About ITMS-91065

In order to facilitate management, we integrate some SDKs such as Firebase into one of our own internally used SDKs. Recently, when submitted to the appstore, we were prompted that FirebaseCrashing included in the SDK lacked the necessary signature (ITMS-91065). The information that can be confirmed is that after packaging the SDK through secondary packaging, the original signature is lost. And we have a static reference. So what I want to ask is whether we can only manually sign our secondary packaging sdk (the signature is our own certificate different from the original Firebase) to solve this ITMS-91065 problem. According to the description of the Apple Developer Conference, Apple only verifies the consistency and security of the SDK and does not record the signature of each SDK on Apple's servers. Therefore, you should only need to ensure that the SDK is in a signed state to comply with Apple's review requirements. (My guess is still being verified)

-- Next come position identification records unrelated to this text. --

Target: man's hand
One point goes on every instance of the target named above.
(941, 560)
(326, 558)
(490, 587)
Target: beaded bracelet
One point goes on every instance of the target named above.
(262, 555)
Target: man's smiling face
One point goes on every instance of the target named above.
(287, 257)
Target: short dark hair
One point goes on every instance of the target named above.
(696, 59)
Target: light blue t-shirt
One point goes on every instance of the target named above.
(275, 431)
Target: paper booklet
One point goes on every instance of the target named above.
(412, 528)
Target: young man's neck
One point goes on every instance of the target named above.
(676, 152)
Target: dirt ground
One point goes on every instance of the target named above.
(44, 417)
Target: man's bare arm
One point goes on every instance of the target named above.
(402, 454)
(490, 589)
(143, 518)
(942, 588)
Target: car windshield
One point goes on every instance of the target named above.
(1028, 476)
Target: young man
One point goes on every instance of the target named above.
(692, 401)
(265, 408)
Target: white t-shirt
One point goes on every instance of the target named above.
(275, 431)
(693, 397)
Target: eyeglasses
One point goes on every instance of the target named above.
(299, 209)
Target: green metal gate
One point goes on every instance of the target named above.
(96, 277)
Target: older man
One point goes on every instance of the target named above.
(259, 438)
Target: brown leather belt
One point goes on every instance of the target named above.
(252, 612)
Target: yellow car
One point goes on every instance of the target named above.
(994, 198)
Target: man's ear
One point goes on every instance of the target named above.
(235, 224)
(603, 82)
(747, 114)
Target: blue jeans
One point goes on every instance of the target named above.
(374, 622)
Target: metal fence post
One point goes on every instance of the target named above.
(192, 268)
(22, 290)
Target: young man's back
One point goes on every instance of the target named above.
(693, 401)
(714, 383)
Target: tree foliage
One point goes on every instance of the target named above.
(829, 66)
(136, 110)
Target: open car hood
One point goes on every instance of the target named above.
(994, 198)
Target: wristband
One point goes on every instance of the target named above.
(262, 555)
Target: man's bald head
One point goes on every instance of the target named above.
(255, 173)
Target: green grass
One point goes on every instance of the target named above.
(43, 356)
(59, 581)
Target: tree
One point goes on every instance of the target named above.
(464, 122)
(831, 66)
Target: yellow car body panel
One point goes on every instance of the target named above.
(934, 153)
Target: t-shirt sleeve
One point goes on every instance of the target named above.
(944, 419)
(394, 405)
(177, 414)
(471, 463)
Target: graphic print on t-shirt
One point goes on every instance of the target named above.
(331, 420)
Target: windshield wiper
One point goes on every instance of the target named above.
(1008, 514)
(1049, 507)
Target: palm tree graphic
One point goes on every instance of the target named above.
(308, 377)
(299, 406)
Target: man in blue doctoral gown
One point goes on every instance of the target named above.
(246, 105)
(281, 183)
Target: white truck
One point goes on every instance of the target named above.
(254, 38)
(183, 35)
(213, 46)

Answered by zhaojb in 788563022

@DTS Engineer Sorry, my description is wrong. Since the SDK for secondary packaging uses pod to reference Firebase in the form of source code, what ultimately needs to be signed is actually our own SDK. The final summary is as follows:

  • The SDK developer of the binary distribution cannot confirm the source code, so the packager needs to sign it to confirm whether the SDK has been tampered with.
  • Since Firebase pod is a source code reference, when performing secondary distribution of the SDK, the person who ultimately distributes the SDK needs to sign his or her own SDK.

Hope it helps anyone who encounters the same problem.

Hi zhaojb,

Starting May 1, 2024, if an app includes a privacy-impacting SDK or an app update adds a new privacy-impacting SDK, the SDK must include a signature file. You should contact the provider of the SDK to get an updated version with a signature. For details about verifying the code signature for a third-party SDK, visit: https://developer.apple.com/support/third-party-SDK-requirements/.

Your post is a very interesting one. If I understand correctly, you already have a Firebase with a signature file, but you received an error message indicating that the privacy-impacting SDK requires a new signature file. This could means that Firebase needs to provide you with an updated SDK that includes a signature file, but I think the nested library is actually a different issue.

Now, I want to understand more about the secondary packaging and losing the signature file. Are you nesting the SDK inside another SDK that isn't signed? What do you mean by the original signature is lost? I'm guessing you're wrapping Firebase SDK with another library, and that means you should sign your own library as well.

Can you provide me with the file structure of the Frameworks inside the IPA? Are you using Xcode 15.3 to submit the app? Are you using an xcframework?

Let's gather all that information and see if we can help with the validation.

Accepted Answer

@DTS Engineer Sorry, my description is wrong. Since the SDK for secondary packaging uses pod to reference Firebase in the form of source code, what ultimately needs to be signed is actually our own SDK. The final summary is as follows:

  • The SDK developer of the binary distribution cannot confirm the source code, so the packager needs to sign it to confirm whether the SDK has been tampered with.
  • Since Firebase pod is a source code reference, when performing secondary distribution of the SDK, the person who ultimately distributes the SDK needs to sign his or her own SDK.

Hope it helps anyone who encounters the same problem.